Nothing funky or something that would look right on a 15 year old hipster,hahaha.No vintage,Rather not go G-Shock.

Value up to £500.

I am a really nice person to deal with,haha.

Most of you will not know me.I have been around the forum,since its birth,many moons ago.I don't post anymore,but still hang around quite a lot.


----------



## Davey P (Sep 9, 2010)

The only watch in my collection with a decent sized and easily readable date is this one:










The watch itself is pretty big, and the date numbers are split and rotate independently, so obviously after the 31st it will also show numbers 32 - 39 (some reviewers on t'internet said they sent it back because of this "fault" - They obviously didn't quite grasp the way it works... :laugh: ).

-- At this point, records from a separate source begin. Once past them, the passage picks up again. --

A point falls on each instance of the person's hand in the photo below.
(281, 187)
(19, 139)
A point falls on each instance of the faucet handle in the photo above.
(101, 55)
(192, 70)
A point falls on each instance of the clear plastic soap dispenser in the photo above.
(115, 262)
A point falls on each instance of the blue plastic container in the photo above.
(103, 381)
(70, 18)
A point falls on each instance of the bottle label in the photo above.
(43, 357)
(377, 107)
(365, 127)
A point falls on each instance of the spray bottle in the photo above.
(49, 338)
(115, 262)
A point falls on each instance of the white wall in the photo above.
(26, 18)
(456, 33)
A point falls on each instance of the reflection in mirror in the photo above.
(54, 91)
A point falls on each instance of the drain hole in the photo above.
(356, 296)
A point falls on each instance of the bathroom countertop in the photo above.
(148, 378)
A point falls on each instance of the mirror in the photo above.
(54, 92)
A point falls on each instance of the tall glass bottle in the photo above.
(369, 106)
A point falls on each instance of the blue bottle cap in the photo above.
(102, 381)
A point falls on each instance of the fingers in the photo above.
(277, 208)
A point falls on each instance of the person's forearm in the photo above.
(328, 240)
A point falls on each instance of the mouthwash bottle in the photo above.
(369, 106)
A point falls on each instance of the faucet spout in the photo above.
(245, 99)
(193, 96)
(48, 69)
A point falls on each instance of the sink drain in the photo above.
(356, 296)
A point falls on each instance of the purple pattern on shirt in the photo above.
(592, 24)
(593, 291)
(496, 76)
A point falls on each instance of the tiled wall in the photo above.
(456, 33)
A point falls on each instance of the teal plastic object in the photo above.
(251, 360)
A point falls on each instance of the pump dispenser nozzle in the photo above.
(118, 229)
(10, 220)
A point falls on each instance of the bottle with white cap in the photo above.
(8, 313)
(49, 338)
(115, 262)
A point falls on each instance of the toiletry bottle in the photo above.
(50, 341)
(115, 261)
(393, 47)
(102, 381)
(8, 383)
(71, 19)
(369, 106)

The date is changed by pulling out the crown to it's first position, then turning it anti clockwise to change one side and clockwise to change the other.

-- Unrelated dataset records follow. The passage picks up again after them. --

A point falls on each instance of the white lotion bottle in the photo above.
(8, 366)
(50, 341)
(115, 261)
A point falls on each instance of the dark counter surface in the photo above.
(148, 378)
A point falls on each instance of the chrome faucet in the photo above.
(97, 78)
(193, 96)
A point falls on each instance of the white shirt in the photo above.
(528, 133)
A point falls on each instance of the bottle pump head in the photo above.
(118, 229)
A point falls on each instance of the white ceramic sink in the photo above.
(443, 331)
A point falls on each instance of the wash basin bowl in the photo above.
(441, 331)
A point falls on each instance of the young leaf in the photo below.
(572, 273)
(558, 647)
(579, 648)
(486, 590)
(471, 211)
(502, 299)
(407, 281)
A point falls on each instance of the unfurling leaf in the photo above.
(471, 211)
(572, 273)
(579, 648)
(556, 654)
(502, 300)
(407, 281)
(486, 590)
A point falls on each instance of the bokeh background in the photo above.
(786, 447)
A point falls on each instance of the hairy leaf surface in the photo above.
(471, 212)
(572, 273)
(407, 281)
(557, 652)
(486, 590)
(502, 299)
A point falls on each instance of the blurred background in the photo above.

This one's not for sale, because I really like it, but there are usually a few used examples on ebay at reasonable prices. I think I paid about £50-ish for this one, and about the same for a brown one which has since gone off to pastures new :biggrin:

Here's a wrist shot to give you an idea of size:










And a pic to show the brown one:










:thumbsup:


----------



## jsud2002 (Nov 7, 2015)

I knew this thread was waiting for you @Davey P you are the big watch man :thumbsup:


----------



## Davey P (Sep 9, 2010)

jsud2002 said:


> I knew this thread was waiting for you @Davey P you are the big watch man :thumbsup:


 Strangely, the dates are still tiny on most of them though :yes:


----------



## NickD (Sep 6, 2007)

This would be my recommendation - Avigation Big Date, the date fits the bill but the overall size is probably too small. This is probably fifteen years old now and the more recent Longines watches have ballooned in size, so maybe you could find something there?


----------



## Iceblue (Sep 4, 2013)

A oris tt1 may fit the criteria I don't have one for sale but I have had a few and they are great value for the money

this is a shot of the dial I owned this one a few years back 44mm with a plain straight forward easy to the eye look


----------



## Roy (Feb 23, 2003)

Alex., I've got some talking watches :whistling:


----------



## AlexR (May 11, 2003)

My eyes aint that bad Roy.

What do these talking watches say? :laugh:


----------